Breaking ICE with Sonali Kolhatkar, Richard Wallace and Diego Morales
About this Event
Join us as we welcome Sonali Kolhatkar, Richard Wallace and Diego Morales to Pilsen Community Books for a discussion of the new book , a gripping, on-the-ground account of the growing movement against state violence, featuring interviews with those on the frontlines of the fight for immigrant justice and what it means to belong.
A war is being waged on the streets of the United States of America: MAGA’s violent anti-immigration regime is being challenged by a growing national movement dedicated to protecting communities and reversing racist and authoritarian policies. In Breaking ICE, award-winning journalist Sonali Kolhatkar presents her conversations with over a dozen movement organizers, lawyers, artists, labor leaders, and scholars on the frontlines of the fight. Through their courageous stories, Kolhatkar documents the impact of ICE violence, workplace raids, mass surveillance, and intimidation tactics, and how communities from Maine to California are organizing for a better world. Our present actions will not only determine the nature of American demographics from here on out, but also whether the future of the United States will look like an open multiracial democracy or a fascist police state.

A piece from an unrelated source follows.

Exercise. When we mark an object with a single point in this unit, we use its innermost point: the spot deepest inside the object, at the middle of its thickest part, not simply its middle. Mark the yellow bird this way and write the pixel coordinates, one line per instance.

SONALI KOLHATKAR is an award-winning multimedia journalist. She is the racial justice editor at YES! Magazine and the host of YES! Presents: Rising Up With Sonali, a weekly television and radio program that airs on Free Speech TV and Pacifica Radio stations and affiliates around the United States. Sonali is a senior correspondent of the Economy For All Project at the Independent Media Institute and the author of Rising Up: The Power of Narrative in Pursuing Racial Justice. She has won numerous awards, including Best TV Anchor and Best National Political Commentary from the LA Press Club, and has been nominated for Best Radio Anchor four years in a row. Sonali earned her MS in Astronomy from the University of Hawaii, and two undergraduate degrees in Physics and Astronomy from the University of Texas at Austin. She resides with her husband and two sons in Pasadena, California.
RICHARD WALLACE is the founder and director of Equity and Transformation (EAT), an organization which fights for social and economic equity for Black workers in informal work and those who have been formerly incarcerated. EAT is involved with research, advocacy, policy development, community organizing, and podcast production. He is currently the board president at Working Family Solidarity. Prior to working at EAT, he worked with the Workers Center for Racial Justice and Chicago Workers Collaborative.